Actually, after some hesitation, I went and bought a DMR volume called Heroes of Atlantis & Lemuria (2019). It collects Wellman's stories about one Conan-like hero called Kardios. It's not strictly a Wellman volume, it also contains stories by Frederick Arnold Kummer Jr. and Leigh Brackett. I'm not keen on sword-amd-sorcery stories, but Wellman hasn't disappointed so far, and it's always good to branch out and try new things.
 
I'm glad I gave Heroes of Atlantis & Lemuria a try. Hs five Kardios stories were well worth it. So Kardios is the last survivor of Atlantis; he's also the culprit for Atlantis' sinking; and now he goes about saving populations from evil wizards, evil queens, evil gods, and so on. No matter what genre Wellmann works in, he never seems to lose his easy, instant charm and power to entertain.

Sadly, can't say the same about the stories by Frederick Arnold Kummer Jr. and Leigh Brackett.

Now I wish I could sample some of Wellman's sci-fi stories, to see how he handles that genre.
 
I waited over a decade for an affordable reprint of the Silver John stories, and now in two years two editions come out!

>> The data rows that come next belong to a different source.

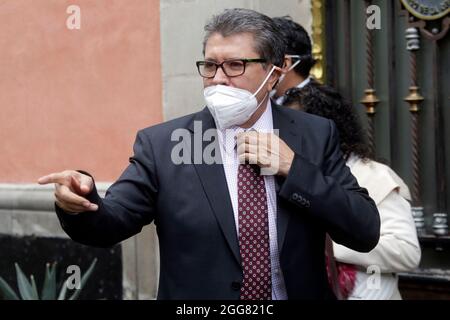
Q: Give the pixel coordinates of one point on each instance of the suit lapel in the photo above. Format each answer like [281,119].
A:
[212,177]
[288,133]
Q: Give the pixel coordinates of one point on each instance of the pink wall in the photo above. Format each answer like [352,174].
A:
[75,98]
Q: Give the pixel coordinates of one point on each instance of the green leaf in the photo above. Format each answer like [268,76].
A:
[84,279]
[33,285]
[25,288]
[7,292]
[49,286]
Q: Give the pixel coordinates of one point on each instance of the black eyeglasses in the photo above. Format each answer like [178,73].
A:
[232,68]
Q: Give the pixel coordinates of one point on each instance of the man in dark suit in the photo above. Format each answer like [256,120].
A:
[228,230]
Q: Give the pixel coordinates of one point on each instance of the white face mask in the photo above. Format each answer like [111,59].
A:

After Valancourt's edition last year, Haffner has recently released a hardback edition. This volume, according to Michael Dirda,

comprises a memoir by editor Pat LoBrutto about working with Wellman, three more novels, three stories and Karl Edward Wagner’s 1977 interview with the author at his home in Chapel Hill, N.C. This is a set not only worth reading but also worth investing in.